The Office of the Chief Medical Examiner is primarily responsible for identifying DNA from crime scenes and investigating sudden or suspicious death. It also conducts autopsies on victims of apparent drug overdoses to rule foul play.
But Dr. Barbara Sampson resigned as chief physician examiner on Nov. 30 after two mass casualty situations disrupted the regular rhythms of her office, ending her 23-year-long career.
Three years after she was hired as a fellow in forensic pathology — working under Dr. Charles Hirsch, the chief medical examiner from 1989 to 2013 — New York was devastated by the Sept. 11 terror attacks. The city began the nation’s largest homicide investigation in its history and made a commitment to identify all 2,996 people who died at the World Trade Center.
Twenty years later, only 60 percent of the bodies have been found. The medical examiner’s office is using DNA technology to try to identify remains from ground zero — a time-consuming process that cemented long relationships with some of the families.

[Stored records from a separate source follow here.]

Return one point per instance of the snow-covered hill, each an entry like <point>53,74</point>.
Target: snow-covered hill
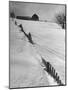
<point>25,59</point>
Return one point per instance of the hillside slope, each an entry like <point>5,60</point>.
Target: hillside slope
<point>25,68</point>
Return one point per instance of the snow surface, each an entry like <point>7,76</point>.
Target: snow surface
<point>25,59</point>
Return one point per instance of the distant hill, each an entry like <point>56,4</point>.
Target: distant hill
<point>34,17</point>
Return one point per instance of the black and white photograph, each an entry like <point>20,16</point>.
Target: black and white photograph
<point>37,44</point>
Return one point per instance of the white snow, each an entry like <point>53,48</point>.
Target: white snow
<point>25,59</point>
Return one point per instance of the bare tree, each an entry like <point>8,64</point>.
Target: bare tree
<point>61,20</point>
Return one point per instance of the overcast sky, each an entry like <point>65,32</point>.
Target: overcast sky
<point>44,11</point>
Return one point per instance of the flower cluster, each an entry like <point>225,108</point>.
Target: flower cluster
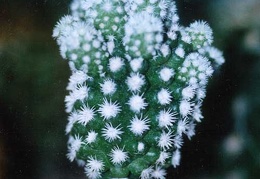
<point>138,81</point>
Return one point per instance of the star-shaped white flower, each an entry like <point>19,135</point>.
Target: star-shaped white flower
<point>118,156</point>
<point>139,125</point>
<point>109,109</point>
<point>111,133</point>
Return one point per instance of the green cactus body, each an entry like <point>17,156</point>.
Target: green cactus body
<point>138,81</point>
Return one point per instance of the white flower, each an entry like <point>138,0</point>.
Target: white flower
<point>111,133</point>
<point>162,158</point>
<point>188,92</point>
<point>185,108</point>
<point>118,156</point>
<point>91,137</point>
<point>77,78</point>
<point>108,87</point>
<point>135,81</point>
<point>109,109</point>
<point>115,64</point>
<point>166,140</point>
<point>137,103</point>
<point>92,174</point>
<point>94,165</point>
<point>139,125</point>
<point>166,118</point>
<point>202,29</point>
<point>86,114</point>
<point>159,173</point>
<point>146,173</point>
<point>166,74</point>
<point>176,157</point>
<point>164,96</point>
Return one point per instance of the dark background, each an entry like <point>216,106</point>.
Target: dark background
<point>33,80</point>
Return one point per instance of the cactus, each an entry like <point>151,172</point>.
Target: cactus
<point>137,85</point>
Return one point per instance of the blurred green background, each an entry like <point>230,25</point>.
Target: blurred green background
<point>33,80</point>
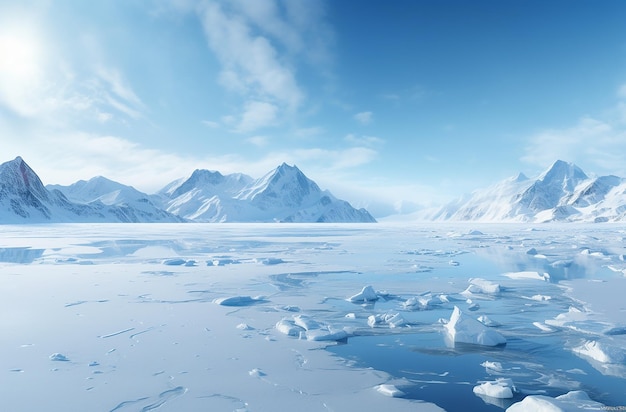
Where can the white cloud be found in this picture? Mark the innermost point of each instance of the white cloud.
(256, 115)
(251, 64)
(258, 141)
(309, 131)
(259, 45)
(364, 117)
(119, 85)
(211, 124)
(363, 140)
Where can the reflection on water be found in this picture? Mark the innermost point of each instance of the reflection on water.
(20, 254)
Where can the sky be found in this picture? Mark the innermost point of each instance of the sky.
(391, 105)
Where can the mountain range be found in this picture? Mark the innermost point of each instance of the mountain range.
(563, 192)
(282, 195)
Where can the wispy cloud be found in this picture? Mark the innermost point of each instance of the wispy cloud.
(258, 141)
(256, 115)
(364, 117)
(363, 140)
(257, 44)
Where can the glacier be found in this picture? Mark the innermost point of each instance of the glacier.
(282, 195)
(562, 193)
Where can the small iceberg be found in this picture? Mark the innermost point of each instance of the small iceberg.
(465, 330)
(393, 320)
(367, 294)
(239, 300)
(501, 388)
(482, 286)
(600, 352)
(59, 357)
(571, 401)
(390, 390)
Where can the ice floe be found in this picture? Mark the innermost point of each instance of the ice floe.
(466, 330)
(527, 275)
(393, 320)
(367, 294)
(492, 366)
(423, 302)
(239, 300)
(59, 357)
(390, 390)
(570, 402)
(501, 388)
(482, 286)
(600, 351)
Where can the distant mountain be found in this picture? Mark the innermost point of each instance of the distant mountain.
(282, 195)
(561, 193)
(24, 199)
(135, 206)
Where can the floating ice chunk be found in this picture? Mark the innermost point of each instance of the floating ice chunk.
(420, 302)
(492, 366)
(367, 294)
(543, 327)
(540, 298)
(257, 373)
(478, 285)
(290, 308)
(600, 351)
(222, 262)
(305, 322)
(288, 327)
(326, 333)
(463, 329)
(174, 262)
(527, 275)
(472, 305)
(58, 357)
(390, 390)
(571, 401)
(501, 388)
(393, 320)
(239, 300)
(485, 320)
(269, 261)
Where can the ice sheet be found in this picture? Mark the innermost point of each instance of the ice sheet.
(147, 324)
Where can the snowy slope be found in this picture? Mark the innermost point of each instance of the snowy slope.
(24, 199)
(136, 205)
(283, 195)
(562, 193)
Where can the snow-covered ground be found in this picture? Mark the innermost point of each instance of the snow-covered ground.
(310, 317)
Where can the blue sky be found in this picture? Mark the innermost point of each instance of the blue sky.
(387, 104)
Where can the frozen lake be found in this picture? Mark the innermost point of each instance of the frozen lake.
(258, 317)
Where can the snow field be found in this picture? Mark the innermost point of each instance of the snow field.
(141, 328)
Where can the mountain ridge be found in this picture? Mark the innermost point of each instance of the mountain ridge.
(563, 192)
(282, 195)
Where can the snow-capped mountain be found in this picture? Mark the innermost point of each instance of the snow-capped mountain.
(283, 195)
(562, 193)
(24, 199)
(136, 205)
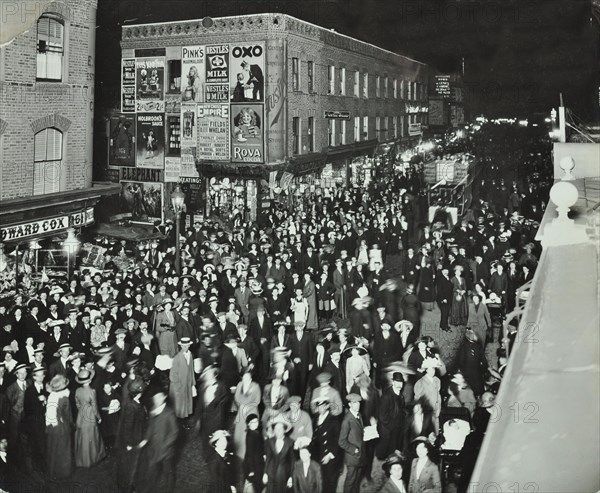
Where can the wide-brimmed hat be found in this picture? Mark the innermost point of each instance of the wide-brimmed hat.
(280, 419)
(59, 382)
(85, 376)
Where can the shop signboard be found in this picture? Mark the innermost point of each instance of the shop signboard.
(275, 101)
(192, 74)
(128, 85)
(247, 142)
(122, 141)
(246, 73)
(337, 115)
(150, 141)
(142, 202)
(172, 169)
(150, 85)
(213, 132)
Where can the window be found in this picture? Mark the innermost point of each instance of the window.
(311, 134)
(50, 48)
(47, 165)
(342, 81)
(174, 74)
(331, 79)
(295, 75)
(296, 134)
(342, 132)
(331, 132)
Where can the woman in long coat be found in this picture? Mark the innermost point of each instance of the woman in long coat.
(479, 319)
(309, 292)
(247, 399)
(89, 447)
(59, 427)
(459, 312)
(426, 289)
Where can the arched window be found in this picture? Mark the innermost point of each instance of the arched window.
(47, 166)
(50, 48)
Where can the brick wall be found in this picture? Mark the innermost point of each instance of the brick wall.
(27, 105)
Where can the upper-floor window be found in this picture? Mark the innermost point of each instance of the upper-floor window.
(50, 48)
(331, 79)
(47, 161)
(295, 75)
(311, 76)
(342, 81)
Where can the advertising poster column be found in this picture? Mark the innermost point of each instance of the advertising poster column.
(150, 85)
(150, 140)
(247, 130)
(275, 101)
(192, 74)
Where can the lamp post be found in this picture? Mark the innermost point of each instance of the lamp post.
(177, 201)
(71, 244)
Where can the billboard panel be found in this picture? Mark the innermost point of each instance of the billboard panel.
(247, 141)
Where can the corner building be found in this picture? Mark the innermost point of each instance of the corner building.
(325, 103)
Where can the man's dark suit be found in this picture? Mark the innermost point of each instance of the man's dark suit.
(351, 441)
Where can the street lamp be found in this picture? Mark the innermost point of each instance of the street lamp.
(71, 244)
(178, 201)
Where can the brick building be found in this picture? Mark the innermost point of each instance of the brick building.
(46, 113)
(321, 102)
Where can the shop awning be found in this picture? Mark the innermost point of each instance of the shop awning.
(135, 232)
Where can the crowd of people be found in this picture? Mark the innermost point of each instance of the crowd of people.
(285, 345)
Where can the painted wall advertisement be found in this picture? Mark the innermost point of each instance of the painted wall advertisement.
(192, 74)
(150, 140)
(141, 201)
(213, 132)
(275, 101)
(150, 84)
(246, 79)
(247, 143)
(128, 85)
(122, 141)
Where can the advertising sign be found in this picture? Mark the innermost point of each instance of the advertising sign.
(436, 112)
(128, 85)
(247, 143)
(192, 74)
(141, 201)
(275, 101)
(217, 64)
(172, 169)
(122, 141)
(150, 141)
(246, 79)
(150, 85)
(213, 132)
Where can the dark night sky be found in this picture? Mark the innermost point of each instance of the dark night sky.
(519, 54)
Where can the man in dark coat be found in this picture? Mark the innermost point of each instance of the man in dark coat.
(444, 297)
(158, 457)
(34, 418)
(325, 447)
(391, 418)
(351, 441)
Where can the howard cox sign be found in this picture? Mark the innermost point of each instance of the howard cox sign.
(47, 226)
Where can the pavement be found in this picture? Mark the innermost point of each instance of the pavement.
(192, 472)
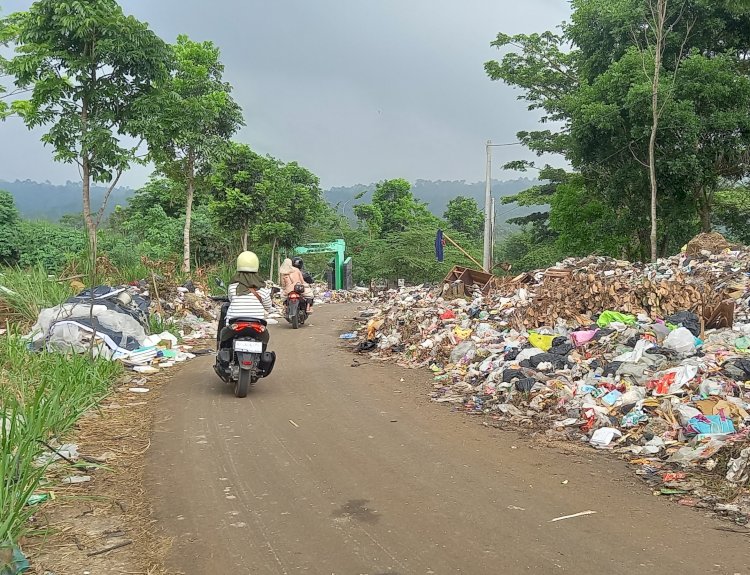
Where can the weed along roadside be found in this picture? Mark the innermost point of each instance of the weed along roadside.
(43, 395)
(77, 387)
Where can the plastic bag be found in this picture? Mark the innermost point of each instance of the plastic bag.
(464, 351)
(539, 341)
(738, 470)
(686, 319)
(609, 317)
(681, 341)
(581, 337)
(637, 354)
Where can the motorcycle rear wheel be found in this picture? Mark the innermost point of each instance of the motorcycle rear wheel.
(242, 385)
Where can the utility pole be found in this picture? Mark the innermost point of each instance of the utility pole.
(487, 261)
(492, 237)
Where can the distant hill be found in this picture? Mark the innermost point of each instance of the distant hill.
(46, 201)
(43, 200)
(437, 194)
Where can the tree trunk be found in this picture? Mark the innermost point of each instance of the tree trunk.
(88, 218)
(704, 210)
(244, 235)
(660, 16)
(190, 169)
(273, 257)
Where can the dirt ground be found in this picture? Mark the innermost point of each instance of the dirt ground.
(104, 526)
(337, 465)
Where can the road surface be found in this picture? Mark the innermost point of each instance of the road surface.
(331, 469)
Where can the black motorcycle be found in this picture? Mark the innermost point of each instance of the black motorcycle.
(242, 357)
(295, 307)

“I remember telling one couple that we had identified their son, and they just broke down in tears,” she said in an interview. “They were from Europe and they were already in their 70s, and they thought that they would never have that closure.”
She succeeded Hirsch when he retired, becoming the city’s first woman in the role. Six years later, the coronavirus was discovered. Covid-19 has claimed the lives of 35,000 city residents since March 2020. This includes more than 20,000 deaths within the first few weeks of the pandemic. Her office called it the most severe mass casualty in New York City history.
Sampson described the experience as being hit by a wave and not knowing when it would peak.
“We saw what was happening in Europe, and in Asia as well,” she recalled of the early months of 2020, “but most vivid in my mind are the pictures from Italy, where they were just overwhelmed so quickly. There were literally bodies on the streets. And our reaction, for my team here, was: ‘That cannot happen in New York.’ We have to use our expertise here to make sure this doesn’t happen.”